Texas’ Department of Information Resources has signed a contract with Microsoft to give more than 100,000 employees Office 365, a move that will save the state in IT costs and help it with compliance.
Office 365 is a subscription version of Office that is heavily connected the cloud and Microsoft’s SkyDrive. I reviewed the newest version of Office 365 and found it to be a smart evolution of the software. It addresses mobility, the multidevice lifestyle many professionals live, and connections to the cloud much better than the 2010 version of Office and the previous Office 365.

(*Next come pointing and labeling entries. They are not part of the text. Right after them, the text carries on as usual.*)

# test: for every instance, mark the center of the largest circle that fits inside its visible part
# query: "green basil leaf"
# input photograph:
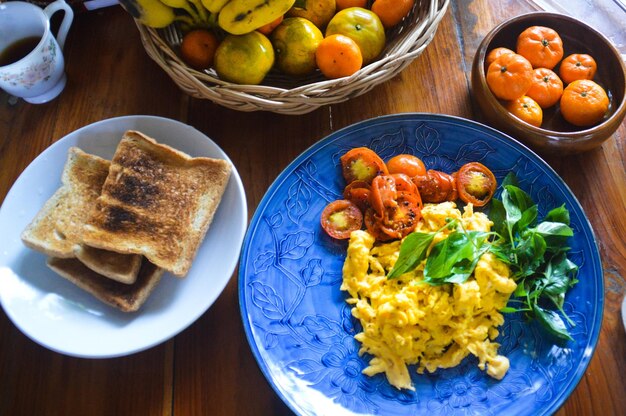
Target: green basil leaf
(528, 218)
(453, 260)
(555, 234)
(412, 252)
(497, 215)
(510, 179)
(552, 322)
(559, 214)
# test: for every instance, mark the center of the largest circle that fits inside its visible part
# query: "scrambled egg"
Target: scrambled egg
(406, 321)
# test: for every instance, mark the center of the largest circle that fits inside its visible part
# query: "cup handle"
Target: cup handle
(51, 9)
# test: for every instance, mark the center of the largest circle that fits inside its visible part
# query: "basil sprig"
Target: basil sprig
(451, 260)
(536, 252)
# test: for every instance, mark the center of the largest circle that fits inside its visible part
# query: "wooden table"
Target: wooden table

It looks like Texas’ higher-ups noticed the changes (maybe they read my review) and decided to give Office 365 a shot. The contract to bring more than 100,000 employees on board will be the “largest state-wide deployment of email and collaboration services in the U.S.,” according to Microsoft.
“No other solution provides the rich capabilities of Office 365, including web-conferencing, real-time collaboration, and document and calendar sharing,” said Todd Kimbriel, director of e-government for the Texas Department of Information Resources, in a statement. “Office 365 will increase efficiency and help our agencies better serve the needs of citizens without compromising on security or privacy.”
Microsoft is heavily competing with Google Apps to bring government agencies and colleges into the cloud age. The most persuasive arguments for Office 365 are that the apps are more powerful (especially Excel for spreadsheets) and many people are deeply familiar with how to use Office. But Google’s services are less expensive, and that argument could outweigh all others.